Rappelons aussi que l’État est le premier responsable de l’éducation de sa population. Dans un programme d’éducation d’urgence, un travail de plaidoyer constant auprès du ministère de l’Éducation nationale doit être mené pour que les écoles ne soient pas considérées comme des « écoles ONG » mais comme des écoles du pays. S’il s’agit de personnes déplacées, elles sont déplacées à l’intérieur de leur propre pays. Le premier responsable de l’école est donc l’État de ce pays.

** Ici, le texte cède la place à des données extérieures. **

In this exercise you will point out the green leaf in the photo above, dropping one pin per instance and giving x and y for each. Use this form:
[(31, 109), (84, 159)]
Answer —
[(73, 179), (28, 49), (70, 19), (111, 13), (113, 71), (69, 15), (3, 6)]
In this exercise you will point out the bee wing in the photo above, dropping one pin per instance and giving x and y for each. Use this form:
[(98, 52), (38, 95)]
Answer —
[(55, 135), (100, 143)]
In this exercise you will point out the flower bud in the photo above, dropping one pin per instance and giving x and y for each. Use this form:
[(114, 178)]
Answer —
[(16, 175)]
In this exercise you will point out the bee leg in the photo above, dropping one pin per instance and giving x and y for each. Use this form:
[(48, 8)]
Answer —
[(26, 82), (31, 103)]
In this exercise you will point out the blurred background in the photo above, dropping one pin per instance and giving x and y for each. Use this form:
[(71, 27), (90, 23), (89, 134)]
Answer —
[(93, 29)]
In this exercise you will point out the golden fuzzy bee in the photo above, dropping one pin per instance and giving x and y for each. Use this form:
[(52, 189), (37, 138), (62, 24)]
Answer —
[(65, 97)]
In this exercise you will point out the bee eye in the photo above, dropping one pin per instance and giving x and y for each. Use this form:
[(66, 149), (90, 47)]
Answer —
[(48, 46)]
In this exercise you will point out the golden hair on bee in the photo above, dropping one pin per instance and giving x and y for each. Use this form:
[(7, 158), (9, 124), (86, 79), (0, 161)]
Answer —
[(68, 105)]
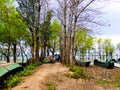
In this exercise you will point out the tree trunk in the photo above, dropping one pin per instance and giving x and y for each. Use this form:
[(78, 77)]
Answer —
[(33, 47), (8, 53), (14, 51), (37, 45)]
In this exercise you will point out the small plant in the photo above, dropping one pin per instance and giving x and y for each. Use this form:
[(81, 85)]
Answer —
[(50, 86), (68, 75), (12, 81), (78, 72)]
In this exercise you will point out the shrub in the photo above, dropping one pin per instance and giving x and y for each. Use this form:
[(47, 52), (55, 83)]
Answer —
[(12, 81), (78, 72), (50, 86)]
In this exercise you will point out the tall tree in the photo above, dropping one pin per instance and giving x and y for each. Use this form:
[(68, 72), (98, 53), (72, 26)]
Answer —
[(30, 11), (99, 42), (55, 28), (72, 14)]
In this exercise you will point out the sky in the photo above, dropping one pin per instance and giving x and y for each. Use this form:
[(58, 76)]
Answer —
[(112, 16)]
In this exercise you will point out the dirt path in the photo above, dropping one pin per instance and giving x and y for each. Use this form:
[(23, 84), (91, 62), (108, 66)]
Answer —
[(56, 74), (33, 82)]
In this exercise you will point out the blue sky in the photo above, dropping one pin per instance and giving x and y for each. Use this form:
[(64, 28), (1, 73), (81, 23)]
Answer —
[(112, 15)]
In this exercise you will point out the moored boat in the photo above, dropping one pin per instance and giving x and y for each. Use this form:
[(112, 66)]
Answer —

Au Tchad, l’État est souverain. Il est le premier responsable de sa population, et donc des déplacés internes. C’est pourquoi, tout ce qui est fait dans le domaine éducatif doit être fait en accord avec la loi nationale et le système éducatif tchadien. Il faut appuyer le ministère, qui dans le futur sera le seul à porter le système : reconnaissance, paiement et formation des maîtres, construction d’écoles, appui à la scolarisation des filles, cantines scolaires, etc.